Estimates place GLR’s at between 100%-215% on insurer D&O portfolios over the last 6 years.
So, why would they do this to themselves? The answer, in its most overly simplistic form, relates to the macro-economics of how insurers make money; and D&O has little influence on this equation.
Capital floods into insurance markets seeking returns +
Benign period of loss on catastrophe classes (property) +
Insurer returns increase on investing premiums =
Grab for market share by soft underwriting approach
Now, conversely, the opposite is happening.
Capital withdrawn for better returns elsewhere +
Significant losses on catastrophe classes =
Return to underwriting discipline and harder overall market conditions.
It’s worthwhile noting that property insurance is also showing strong signs of a correction, as well as some areas of the liability and professional indemnity space – but nowhere near to the extent of D&O despite D&O being a tiny drop in the overall global premium / claims bucket.
The current GLR is the key element, but not the kicker moving forward for this class.
Increased class actions bought against corporations over the last 5 years (averaging around $300M in settlements per annum) in addition to further legislative changes have opened the way for plaintiff law firms to pursue broader types of class actions (consumer, public interest, natural perils, worker exploitation) in more states throughout Australia – making us one of the most favourable jurisdictions to lodge such a suit (behind the US of course).
As access to easy capital exits the insurance market, insurers are no longer accepting portfolio’s that are underperforming. As overall return on investment diminishes, each division needs to be profitable in its own right – D&O is front and centre as it represents the largest claw back opportunity through underperformance.
It starts with ‘Side C’ cover – that section within the D&O policy that protects the entity itself from claims arising out of the securities (shares) of the company. Insurers are either not offering this cover on renewal or are limiting their exposure to this ‘Side’ by considerably reducing the limits they extend while imposing substantial excess structures.

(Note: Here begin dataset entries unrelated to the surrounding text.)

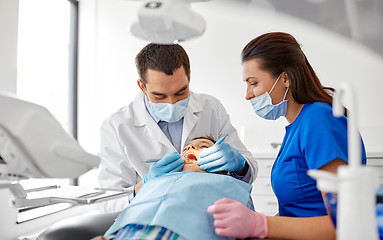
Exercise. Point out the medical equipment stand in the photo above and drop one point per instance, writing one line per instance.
(355, 184)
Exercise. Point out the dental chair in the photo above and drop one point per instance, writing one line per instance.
(83, 227)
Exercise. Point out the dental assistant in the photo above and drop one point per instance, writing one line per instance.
(281, 83)
(162, 118)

Securities claims, insolvency exclusions, restrictions on debt/equity raisings, withdrawal of capital/finance backing exclusions, tighter major shareholder exclusions, higher attachment points (i.e. not participating on primary layers) and reducing overall limits are the key areas of focus for insurers to trim cover and exposure.

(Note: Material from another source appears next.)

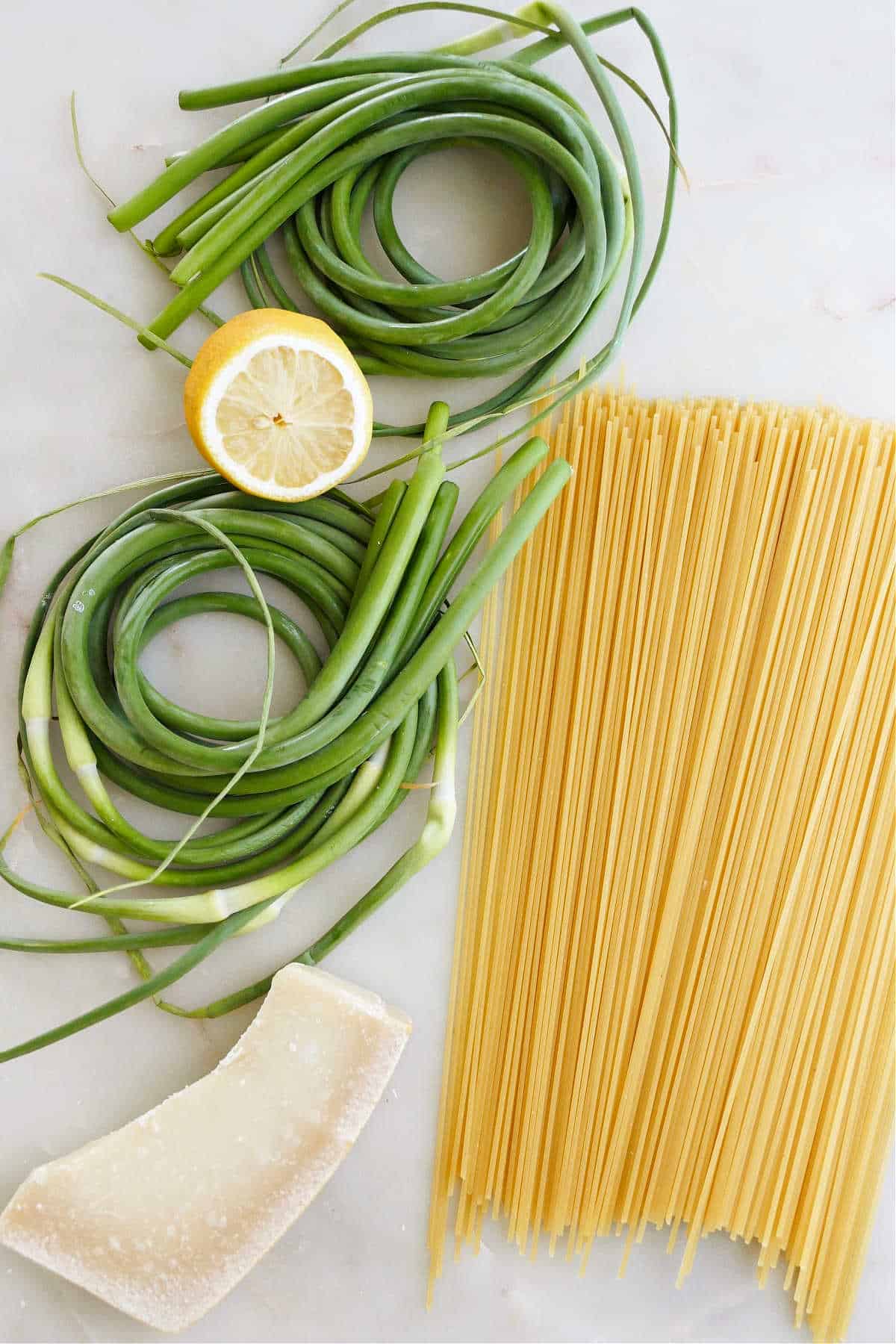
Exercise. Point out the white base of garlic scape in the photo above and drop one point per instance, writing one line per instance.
(166, 1216)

Most insurers’ strategies appear to be broadly based on trying to grow profitability through shrinking their portfolios and risk attachments.

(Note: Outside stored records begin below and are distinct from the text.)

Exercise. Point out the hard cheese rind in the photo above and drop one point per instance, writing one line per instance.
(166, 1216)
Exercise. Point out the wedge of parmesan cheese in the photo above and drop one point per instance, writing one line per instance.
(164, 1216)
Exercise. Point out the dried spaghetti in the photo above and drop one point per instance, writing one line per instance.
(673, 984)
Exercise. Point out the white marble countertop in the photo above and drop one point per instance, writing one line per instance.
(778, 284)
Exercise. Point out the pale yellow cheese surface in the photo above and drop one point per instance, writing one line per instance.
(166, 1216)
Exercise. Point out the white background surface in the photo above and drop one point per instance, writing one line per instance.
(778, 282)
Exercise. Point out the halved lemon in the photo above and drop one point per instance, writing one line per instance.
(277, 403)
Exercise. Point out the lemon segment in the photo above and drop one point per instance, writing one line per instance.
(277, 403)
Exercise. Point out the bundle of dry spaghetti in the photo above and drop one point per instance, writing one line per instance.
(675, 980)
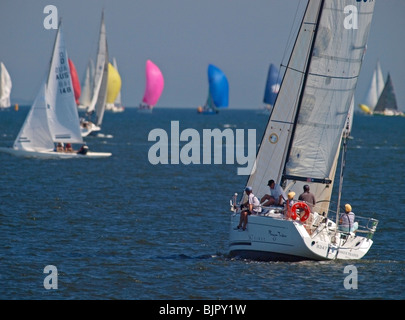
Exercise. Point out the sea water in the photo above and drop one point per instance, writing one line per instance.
(123, 228)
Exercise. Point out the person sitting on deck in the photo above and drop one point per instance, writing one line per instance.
(308, 197)
(59, 147)
(83, 149)
(252, 206)
(276, 196)
(288, 205)
(68, 147)
(346, 220)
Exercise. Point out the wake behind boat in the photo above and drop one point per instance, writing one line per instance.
(302, 143)
(53, 119)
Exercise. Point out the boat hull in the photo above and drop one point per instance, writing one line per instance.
(276, 239)
(54, 155)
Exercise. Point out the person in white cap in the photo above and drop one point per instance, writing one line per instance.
(252, 206)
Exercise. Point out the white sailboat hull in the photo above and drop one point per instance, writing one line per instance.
(91, 128)
(275, 239)
(50, 154)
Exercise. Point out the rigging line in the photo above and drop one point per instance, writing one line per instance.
(289, 39)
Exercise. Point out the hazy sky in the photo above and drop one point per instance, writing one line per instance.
(241, 37)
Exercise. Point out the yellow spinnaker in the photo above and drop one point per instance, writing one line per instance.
(364, 108)
(114, 84)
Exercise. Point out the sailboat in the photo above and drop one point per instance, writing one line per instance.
(114, 103)
(387, 103)
(53, 118)
(75, 81)
(5, 87)
(218, 91)
(374, 90)
(303, 142)
(272, 87)
(87, 87)
(153, 88)
(95, 111)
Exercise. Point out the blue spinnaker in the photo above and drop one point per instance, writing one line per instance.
(218, 86)
(272, 85)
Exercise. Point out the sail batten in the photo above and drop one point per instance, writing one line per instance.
(5, 87)
(316, 93)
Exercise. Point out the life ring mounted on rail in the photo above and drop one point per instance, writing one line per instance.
(301, 206)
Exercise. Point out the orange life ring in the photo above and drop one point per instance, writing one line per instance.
(301, 206)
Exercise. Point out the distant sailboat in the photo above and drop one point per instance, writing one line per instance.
(87, 87)
(374, 90)
(5, 87)
(218, 91)
(75, 81)
(153, 88)
(272, 87)
(53, 118)
(114, 89)
(95, 111)
(387, 103)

It means that risk and audit committees, senior management and boards overall are now in a position of not being able to fully transfer many of the management risks that they could before. Insurers are hardening with startling rapidity on excess structures, capacity and, of course, pricing.
There is still flexibility in the market, but only if the right messages are communicated – strategies are needed to demonstrate to insurers that the D&O risk is being properly considered and mitigated.
Just rolling over the D&O on renewal is no longer an option and directors should themselves personally engage with senior management to ensure that proper strategies are being employed to reduce the impact on coverage and premium.
Insurer selection, transparency, relationship management and conveying your individual risk profile personally is critical in helping to mitigate / curb these prevailing market issues and assist your company to stand apart during this market correction.